Bella cansada de dejo caer en el sofá y se quito los zapatos mientras estiraba las largas piernas.
- he estado trabajando- miro la ensalada-¿esto lo que hay para comer? Me muero de hambre.
-yo también- Alice parecía molesta- espere cuanto pude por si traías algo…quizá una pizza..- se detuvo- ¿Qué quieres decir? ¿Trabajando todo el día?¿Donde?
- eres tan rápida en comprender las cosas que a veces me sorprendes- comento Bella
- deja de hacer teatro- Alice empujo su pato- cuéntame todo
- he tomado un puesto temporal en la Corporación Cullen, para sustituir a la secretaria del Director que ha tenido un accidente.
Alice dio un grito de emoción y se sentó de rodillas en el sofá donde estaba Bella
-¡¿trabajas para Edward Cullen?!-
- sí, ¿lo conoces?
- claro!, siempre aparece en los periódicos, es guapísimo
Las fotografías no le hacían justicia pensó Bella.

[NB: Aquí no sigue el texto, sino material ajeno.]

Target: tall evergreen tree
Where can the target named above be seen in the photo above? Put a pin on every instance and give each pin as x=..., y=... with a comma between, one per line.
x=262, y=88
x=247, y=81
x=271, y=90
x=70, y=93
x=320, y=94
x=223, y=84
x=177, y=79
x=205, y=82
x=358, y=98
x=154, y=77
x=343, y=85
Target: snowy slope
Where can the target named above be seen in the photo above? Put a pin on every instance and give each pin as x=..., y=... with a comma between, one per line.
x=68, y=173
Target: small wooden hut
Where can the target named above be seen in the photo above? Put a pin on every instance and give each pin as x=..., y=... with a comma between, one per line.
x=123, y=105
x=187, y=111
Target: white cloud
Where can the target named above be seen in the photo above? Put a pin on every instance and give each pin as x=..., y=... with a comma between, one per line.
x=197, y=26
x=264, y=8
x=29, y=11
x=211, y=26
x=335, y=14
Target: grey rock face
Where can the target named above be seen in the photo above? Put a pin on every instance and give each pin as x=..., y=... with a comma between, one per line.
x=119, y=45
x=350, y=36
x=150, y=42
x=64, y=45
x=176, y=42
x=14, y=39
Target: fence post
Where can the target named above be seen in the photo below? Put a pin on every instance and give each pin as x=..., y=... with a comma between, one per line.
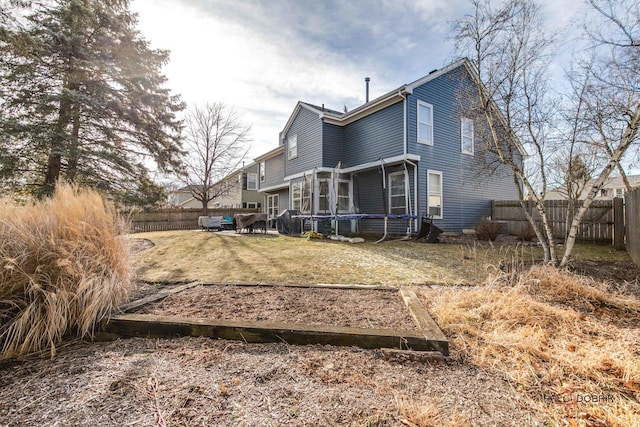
x=618, y=223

- el no está mal. Es un poco perfeccionista
- y un tirano por lo que parece- Alice la miro de pies a cabeza- espero que el no intente nada, o si no, tendrás que ponerlo en su lugar.

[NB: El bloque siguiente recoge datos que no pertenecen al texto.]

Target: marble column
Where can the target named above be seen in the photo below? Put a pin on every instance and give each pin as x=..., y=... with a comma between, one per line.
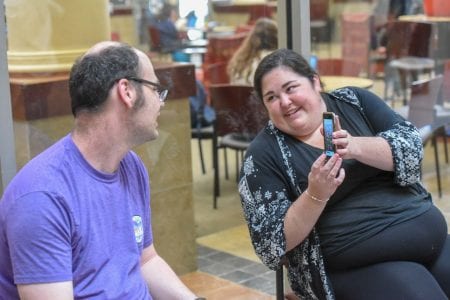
x=48, y=35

- no creo que lo intente…tiene novia
- ¿desde cuándo eso es una garantía?- inquirió Alice desdeñosa
-por que la he conocido esta tarde, y te aseguro que aunque quisiera no obtendría ni una mirada, ella es espectacular.
Se dispusieron a pedir comida china para celebrar.
- Bella ha que no sabes- le dijo Alice con carita de niña pequeña- ¡conseguí dos entradas para el estreno de la nueva película de Tanya Denalí!! Así que sábado iremos a verla y después te invitare a cenar. Quizás podríamos ir a bailar después, no sé…
Al mirar el rostro resplandeciente de Alice, Bella trato de sentir alguna excitación, pero no pudo evitar sentir que sentiría más placer quedarse en casa y ver televisión.